David M. Mann - Johnson Rice & Company, L.L.C., Research Division

And one last question. I think, on the last call, we talked a little bit about longer-term gross margin, the ability to keep that somewhat stable. Do you feel like -- with what you've seen over the last quarter, with your new initiatives, is that still your expectation?

David J. Campisi

Yes, it is still my expectation. I think that we talk a lot about margin mix. And certainly, as we know, when we continue to add the freezer/cooler program, and we know the margins there aren't certainly as high as they are in other areas. But simultaneously, I believe we are owed serious, serious sales volume in the home area, which, as you well know, is a high-margin area. And we believe that we can ramp that business up rather quickly in 2014 and get the right merchandise mix. And again, furnitures, high margin. Seasonal outperforms the company's total margin. So all the areas that we're heavily focused on, we believe will offset the growth of food and consumables. And I don't believe we're going to see the pressure on the rate.

Timothy A. Johnson

Yes. The only thing I would remind you of, David, and others on the call, we mentioned earlier the edit to amplify. This is the beginning of it, and it will last through the spring time frame. So I don't want anyone to walk away thinking, going into 2014, margins quarter by quarter are going to be similar to where they were in the prior year. We will be taking markdowns here in the fourth quarter. We will be taking markdowns in spring. So not all quarters will be created equal. But certainly, the commentary on, "Can we maintain our margin in the strategic plan period?" That's really where we're more focused, not quarter by quarter.

Operator

We'll take our next question from Peter Keith with Piper Jaffray.

Peter J. Keith - Piper Jaffray Companies, Research Division

Just 1 question I had, David, if you could address some of the changes that we might expect to see with regard to advertising. Really, I think it's an important adjustment to drive traffic. So it sounds like you, with the addition of Andrew, maybe want to cut back on television circular. I guess, maybe a 2-part question would be, should we expect that the total ad budget is going to increase or is it just the mix is going to shift around? And then when might we, as consumers, begin to see some of these changes evolve in 2014?

David J. Campisi

Well, Peter, I would tell you that it's a good question. And Andy has been hard at it the last 4 weeks, and it's pretty early in the game here to be real specific on what he's planning on doing. But I would tell you that, certainly, as we navigate through '14 and we start to push the social piece of omni-channel and the digital piece, and as you well know, he's very experienced in that space, we'll shift some of those marketing dollars from print and advertising. And we don't see us increasing the advertising budget for '14. Quite honestly, we think we've got plenty of dollars there to run our marketing strategy. If anything, he's really looking at his organization the same way I did with our merchandising group and looking to add a few folks in there and streamline a few of the things that we do and improve the processes and disciplines there as well. But Andy's stamp will be on our marketing as we move into Q1 and make some changes with who we're working with on the outside as well from an agency point of view. But it's very, very early in the game to share any specifics with you guys, but more to come. He's got some great ideas. He's already made some significant changes in our TV campaign and so on for the fourth quarter.

Operator

We'll take our next question from Brad Thomas with KeyBanc Capital Markets.
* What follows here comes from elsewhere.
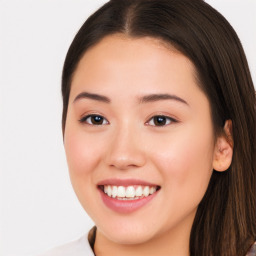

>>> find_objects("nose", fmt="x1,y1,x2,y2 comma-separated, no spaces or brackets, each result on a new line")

Bradley B. Thomas - KeyBanc Capital Markets Inc., Research Division

Wanted to add a follow-up question on the edit to amplify strategy. Just as you're thinking about the editing, you referenced kitchen faucets, plumbing. As you think about the business, I mean what percentage of SKUs or square footage, I mean, really needs to be pared back to give you some opportunity to have more merchandise that Jennifer really wants to see?

David J. Campisi

Brad, this is David. It's pretty difficult at this point in time to give you specifics on what lineal footage or -- and/or square footage we're going to reallocate. I would tell you that I've been very clearly that the strategic planning process has candidly been something that Big Lots has not been through for at least the last 10 years. So we're very, very surgical and methodical on our approach. And as we took the board through Part 2 this week, we are now moving to Part 3, which is the heavy-lifting, and Part 3 is the execution. So we have landed on the growth categories to maintain, again, as I've said in the down trend, and all the exit categories we've agreed to and landed on. And we're rolling up those numbers, and then we will be handing them off to all of our SMEs or the people that are the key folks in our building, the VP, DMMs and downward to put together the exit strategies and what does that look like, how long is it going to take. Because some of these categories, quite honestly, we know we can move through the inventory relatively quickly in some of them. In some of those categories, in hardlines, it's going to take longer to move through. So over the next 3 months is now Part 3. So by the time we get to the next call with you guys, I'll be able to clearly answer that question. But today, I'd be throwing a number out there that I couldn't validate.

Operator

We'll take our next question from Laura Champine with Canaccord.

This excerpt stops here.